Hillside is a web of climbs and descents, switchbacks, log-overs, and bridges. Roller coaster rides just like its namesake but with wooden bridges in the valleys to test your nerves as you try to carry speed for the next uphill.
J-11 is a friendly little trail to enjoy when riding between the northern trails and the southern trails.
Dehnman’s Woods is the longest section within the center trails and has some features including: log piles, ramps, roots, tight trees, roots and tight trees together, a 30 ft beam 4 ft high above a ravine, and even an upended tractor tire. Though not designed for beginners, it is a favorite among beginners because of the b-lines around the major features and the relatively flat terrain.
Squirrel’s Nest and Rhythm offer two more loops similar to Denmans south of the railroad track.
The entire area is small enough that you don’t have to worry about getting too lost. Each trail eventually comes out to a paved trail which will lead you back to the main parking lot.

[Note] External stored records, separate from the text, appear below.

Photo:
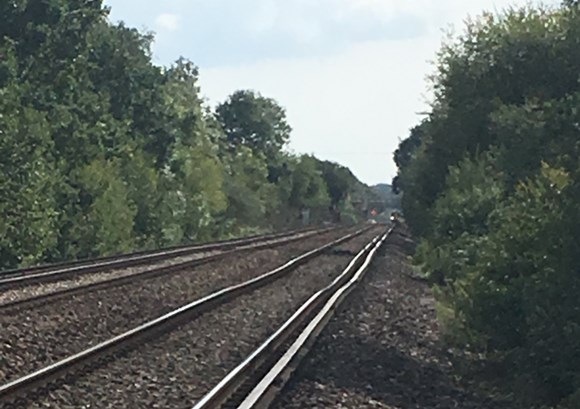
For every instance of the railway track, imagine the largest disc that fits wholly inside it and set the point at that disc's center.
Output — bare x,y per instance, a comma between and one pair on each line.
38,333
189,328
59,271
258,379
32,290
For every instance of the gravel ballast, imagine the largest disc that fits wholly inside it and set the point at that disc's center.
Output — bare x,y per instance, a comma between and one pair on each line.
68,282
178,368
382,349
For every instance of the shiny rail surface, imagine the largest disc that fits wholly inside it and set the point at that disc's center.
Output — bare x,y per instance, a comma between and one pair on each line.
116,282
43,274
256,381
10,391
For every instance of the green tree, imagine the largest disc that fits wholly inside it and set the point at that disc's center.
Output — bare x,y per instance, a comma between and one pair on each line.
254,121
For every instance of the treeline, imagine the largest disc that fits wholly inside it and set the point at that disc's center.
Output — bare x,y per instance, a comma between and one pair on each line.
491,186
103,152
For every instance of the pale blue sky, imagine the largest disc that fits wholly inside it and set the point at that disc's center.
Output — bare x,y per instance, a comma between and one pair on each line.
351,73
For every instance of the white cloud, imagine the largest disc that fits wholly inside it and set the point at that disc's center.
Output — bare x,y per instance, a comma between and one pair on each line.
167,21
350,108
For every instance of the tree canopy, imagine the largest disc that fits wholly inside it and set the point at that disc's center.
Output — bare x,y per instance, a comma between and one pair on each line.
490,186
104,152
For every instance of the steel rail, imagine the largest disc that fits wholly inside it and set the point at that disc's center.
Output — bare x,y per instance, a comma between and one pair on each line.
13,389
116,282
107,265
90,261
323,303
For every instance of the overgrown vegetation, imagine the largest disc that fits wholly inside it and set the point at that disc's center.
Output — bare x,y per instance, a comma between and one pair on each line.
491,186
104,152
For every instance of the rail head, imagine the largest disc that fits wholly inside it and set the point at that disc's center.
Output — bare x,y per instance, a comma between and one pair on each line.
323,301
13,389
124,261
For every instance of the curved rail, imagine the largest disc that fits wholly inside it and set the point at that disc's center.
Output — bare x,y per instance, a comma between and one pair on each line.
116,282
89,261
12,390
49,273
283,350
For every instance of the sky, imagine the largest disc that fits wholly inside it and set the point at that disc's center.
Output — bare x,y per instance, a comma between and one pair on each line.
351,74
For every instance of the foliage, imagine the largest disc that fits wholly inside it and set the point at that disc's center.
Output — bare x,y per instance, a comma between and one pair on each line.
489,185
104,152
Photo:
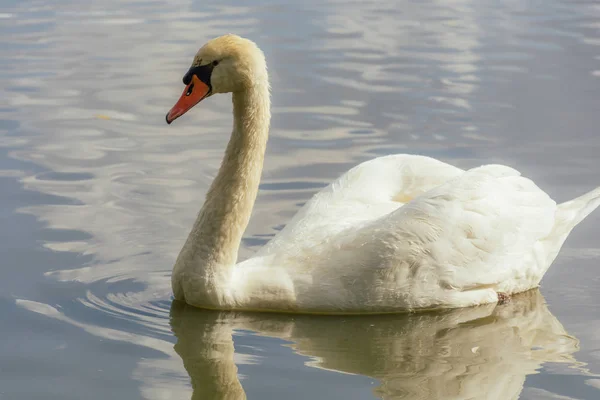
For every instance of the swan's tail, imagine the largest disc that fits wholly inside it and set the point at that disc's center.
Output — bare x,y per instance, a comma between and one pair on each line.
568,215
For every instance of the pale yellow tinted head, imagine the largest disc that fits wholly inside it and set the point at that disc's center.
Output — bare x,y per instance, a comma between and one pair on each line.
238,63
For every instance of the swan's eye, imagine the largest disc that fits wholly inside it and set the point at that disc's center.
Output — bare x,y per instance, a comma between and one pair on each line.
190,90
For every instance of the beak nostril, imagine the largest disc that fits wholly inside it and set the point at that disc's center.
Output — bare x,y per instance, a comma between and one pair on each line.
190,89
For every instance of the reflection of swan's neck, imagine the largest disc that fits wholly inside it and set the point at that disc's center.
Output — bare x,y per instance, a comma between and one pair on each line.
215,238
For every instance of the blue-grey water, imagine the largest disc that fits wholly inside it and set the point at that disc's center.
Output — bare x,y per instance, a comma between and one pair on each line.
97,193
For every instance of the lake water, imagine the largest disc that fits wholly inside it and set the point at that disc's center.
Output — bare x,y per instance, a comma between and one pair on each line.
97,193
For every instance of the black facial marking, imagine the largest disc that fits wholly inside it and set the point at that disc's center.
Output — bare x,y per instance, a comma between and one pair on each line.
190,89
202,72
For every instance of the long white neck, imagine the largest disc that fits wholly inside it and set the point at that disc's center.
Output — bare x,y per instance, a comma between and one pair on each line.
211,249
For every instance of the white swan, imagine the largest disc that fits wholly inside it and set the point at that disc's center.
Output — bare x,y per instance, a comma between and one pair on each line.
396,233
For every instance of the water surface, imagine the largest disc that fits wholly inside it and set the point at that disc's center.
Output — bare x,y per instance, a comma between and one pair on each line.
97,193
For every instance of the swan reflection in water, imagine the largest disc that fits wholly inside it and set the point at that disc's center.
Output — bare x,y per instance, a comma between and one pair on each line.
483,352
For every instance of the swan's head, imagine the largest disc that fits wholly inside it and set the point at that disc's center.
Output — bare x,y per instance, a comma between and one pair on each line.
225,64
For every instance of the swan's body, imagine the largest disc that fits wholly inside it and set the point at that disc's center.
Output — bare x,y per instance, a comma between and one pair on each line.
396,233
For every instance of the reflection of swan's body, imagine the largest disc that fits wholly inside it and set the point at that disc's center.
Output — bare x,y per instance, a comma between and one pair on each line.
472,353
395,233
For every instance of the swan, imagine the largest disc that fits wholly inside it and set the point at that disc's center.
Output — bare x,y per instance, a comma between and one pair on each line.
397,233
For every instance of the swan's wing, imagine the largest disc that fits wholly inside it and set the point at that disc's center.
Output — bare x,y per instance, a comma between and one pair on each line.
368,191
480,230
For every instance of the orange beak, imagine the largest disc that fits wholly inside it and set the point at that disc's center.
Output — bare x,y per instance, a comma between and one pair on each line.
193,94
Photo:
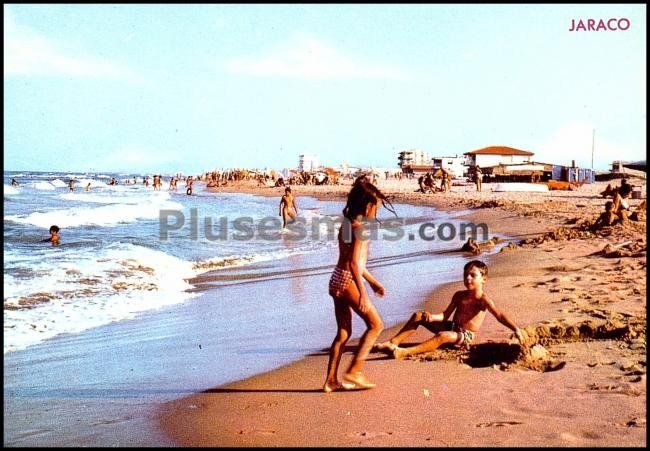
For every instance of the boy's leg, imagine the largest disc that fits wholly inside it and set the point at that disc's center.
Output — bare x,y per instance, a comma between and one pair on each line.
416,320
430,345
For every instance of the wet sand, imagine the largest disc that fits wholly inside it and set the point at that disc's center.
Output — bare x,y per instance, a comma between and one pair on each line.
580,381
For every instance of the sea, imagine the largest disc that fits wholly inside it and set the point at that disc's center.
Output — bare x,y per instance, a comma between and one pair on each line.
212,276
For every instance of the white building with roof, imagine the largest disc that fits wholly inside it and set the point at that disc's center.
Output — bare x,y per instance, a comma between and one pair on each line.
308,162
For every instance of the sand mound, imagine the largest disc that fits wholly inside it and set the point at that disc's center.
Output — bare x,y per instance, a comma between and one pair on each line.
535,354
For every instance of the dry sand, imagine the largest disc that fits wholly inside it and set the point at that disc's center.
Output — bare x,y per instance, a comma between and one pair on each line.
581,381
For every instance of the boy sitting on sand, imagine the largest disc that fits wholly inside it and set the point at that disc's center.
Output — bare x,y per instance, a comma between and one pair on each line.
470,307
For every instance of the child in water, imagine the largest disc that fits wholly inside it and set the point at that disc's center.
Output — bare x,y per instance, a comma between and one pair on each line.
348,290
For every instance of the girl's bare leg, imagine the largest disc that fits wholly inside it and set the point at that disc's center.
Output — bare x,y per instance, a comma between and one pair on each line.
430,345
416,320
344,330
374,326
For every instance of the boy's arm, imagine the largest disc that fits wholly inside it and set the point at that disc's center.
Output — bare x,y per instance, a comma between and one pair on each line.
504,319
444,316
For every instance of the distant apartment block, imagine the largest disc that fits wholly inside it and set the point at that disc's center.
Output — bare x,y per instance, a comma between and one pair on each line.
308,162
413,157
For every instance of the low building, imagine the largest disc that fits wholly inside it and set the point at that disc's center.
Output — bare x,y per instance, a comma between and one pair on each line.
417,169
573,174
456,165
620,166
413,157
528,172
308,163
496,155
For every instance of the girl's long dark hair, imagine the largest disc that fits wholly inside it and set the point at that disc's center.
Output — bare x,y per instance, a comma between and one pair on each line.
363,193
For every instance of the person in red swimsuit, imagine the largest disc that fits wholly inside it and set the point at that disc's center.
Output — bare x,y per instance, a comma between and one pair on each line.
348,290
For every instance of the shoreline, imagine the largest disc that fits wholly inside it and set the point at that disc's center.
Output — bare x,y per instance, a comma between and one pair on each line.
263,410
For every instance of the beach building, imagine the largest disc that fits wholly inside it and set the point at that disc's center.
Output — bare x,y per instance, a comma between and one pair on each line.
308,163
621,166
457,165
413,157
496,155
528,172
414,161
573,173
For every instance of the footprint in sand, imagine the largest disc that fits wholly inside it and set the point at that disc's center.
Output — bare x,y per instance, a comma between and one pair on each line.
498,424
370,435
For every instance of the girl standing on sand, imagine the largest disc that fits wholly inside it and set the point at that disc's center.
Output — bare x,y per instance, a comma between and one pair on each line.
347,289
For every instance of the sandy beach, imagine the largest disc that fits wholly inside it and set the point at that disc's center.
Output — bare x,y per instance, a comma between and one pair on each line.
581,381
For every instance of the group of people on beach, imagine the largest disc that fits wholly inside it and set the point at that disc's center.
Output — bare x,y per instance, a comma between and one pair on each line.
426,182
346,286
618,210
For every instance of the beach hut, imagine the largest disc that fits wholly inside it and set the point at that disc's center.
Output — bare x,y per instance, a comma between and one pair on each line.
496,155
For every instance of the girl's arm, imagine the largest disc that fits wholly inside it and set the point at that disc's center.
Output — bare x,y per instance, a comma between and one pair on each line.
377,287
357,271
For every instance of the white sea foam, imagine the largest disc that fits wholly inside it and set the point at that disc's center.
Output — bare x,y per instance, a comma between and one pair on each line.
10,190
107,215
58,183
43,185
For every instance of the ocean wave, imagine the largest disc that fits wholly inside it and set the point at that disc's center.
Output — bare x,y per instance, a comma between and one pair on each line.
10,190
107,215
88,290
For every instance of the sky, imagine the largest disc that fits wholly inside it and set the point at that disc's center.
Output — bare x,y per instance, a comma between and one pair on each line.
170,87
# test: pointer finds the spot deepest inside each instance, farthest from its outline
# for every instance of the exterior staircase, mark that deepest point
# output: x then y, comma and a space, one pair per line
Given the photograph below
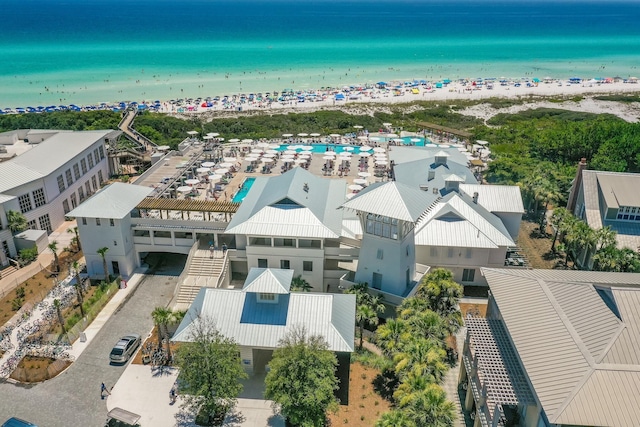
203, 271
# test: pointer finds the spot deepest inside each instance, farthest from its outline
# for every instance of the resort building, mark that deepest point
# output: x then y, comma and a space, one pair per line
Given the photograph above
557, 348
47, 174
608, 199
260, 314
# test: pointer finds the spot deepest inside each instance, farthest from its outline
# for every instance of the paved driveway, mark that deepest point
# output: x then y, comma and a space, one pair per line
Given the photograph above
73, 398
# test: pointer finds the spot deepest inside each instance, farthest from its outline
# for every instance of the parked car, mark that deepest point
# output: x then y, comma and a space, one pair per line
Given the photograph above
17, 422
125, 348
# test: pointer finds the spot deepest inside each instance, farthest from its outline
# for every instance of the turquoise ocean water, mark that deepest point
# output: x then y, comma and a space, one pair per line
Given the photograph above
91, 51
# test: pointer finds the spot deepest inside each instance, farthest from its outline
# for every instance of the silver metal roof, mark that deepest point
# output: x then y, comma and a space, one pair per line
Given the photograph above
296, 203
455, 221
392, 199
237, 315
48, 156
268, 280
113, 201
496, 198
569, 329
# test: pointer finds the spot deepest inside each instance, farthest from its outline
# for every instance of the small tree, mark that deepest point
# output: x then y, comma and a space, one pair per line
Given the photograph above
103, 253
16, 221
53, 247
210, 371
302, 378
298, 284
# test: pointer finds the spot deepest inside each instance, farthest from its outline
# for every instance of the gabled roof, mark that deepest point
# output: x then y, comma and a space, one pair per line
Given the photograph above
113, 201
496, 198
280, 206
47, 157
578, 346
455, 221
392, 199
238, 315
268, 280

The trails at Banner are the most fun and feared trails in central Iowa. The Banner Lakes are located on the remains of an old strip mine. Most of the trails are cut into the piles of overburden (mined waste rock) that sit between the many bodies of water. Most of the trails require moderate skills, with advanced sections challenging the more advanced riders. There are no flat spots on the Northern sections and you will always find yourself blind to what is around the next corner. If you are not going up or down, you are probably going around a tight banked corner. Very often you will experience at least two direction changes at once while trying to get a grip on loose soil. This landscape simply does not belong in central Iowa, but we are all glad it exists. You will hate this trial on your first ride, but will love it after your second.
Extra Credit is located between the two parking lots. This section makes single-speeders cry while others laugh. Plenty of climb for a short section, with dissents requiring some speed to make the next ridge.
Oh, there is beginner’s trail (Riverside) on the south side of the main lake and is great for kids or for adding a recovery mile to your ride.
The newest trail in town is in Phase 2 of construction. Ewing park is home to many recreational activities and now has several miles of great professionally designed trails. Currently about 5 miles have been cut into this jungle. This trail has several sections to choose from; all include a good deal of moderate climb, and give a different experience in each direction. Anyone can spend hours enjoying this trail system and more is to come! The tread is 90% fantastic with a few soggy areas to watch out for. These muddy areas will soon feature wooden boardwalks for your pleasure. If you have not given it a chance, you should, and while you are riding help us come up with section names. Keep your ears open for more trail work days to be scheduled this year.
The trail is 7 miles of single track with 1300 feet of climbing laid out over 200 acres of wooded ravine and creek crossings on the backside of the Seven Oaks ski hill. This is the best climbing workout in central Iowa: long climbs, short climbs, steep climbs, climbing turns, technical switchbacks. And with climbs come descents and place names such as “Deadman’s Curve/187″ and “G-drop.”
Although it is one single lap, the paths of off-camber soil punctuated with natural roots wrap back and forth on themselves over and over until you aren’t sure if you’ve ridden that section earlier in the lap or not.
$4 daily riding fee. Season passes available. Helmets are required. Tent camping and showers available.
The Lake Ahquabi course is fast and open with quite a bit of variety. A large portion of the trail is wide double track which is open to cross country skiing and snowmobiling; additional sections ride through the open, right along the the lake shore; and wooded single track runs up and down lung-busting hills. Surfaces include dirt, gravel, wooden bridges, grass fields, and even an old asphalt road, overgrown and decaying in the woods.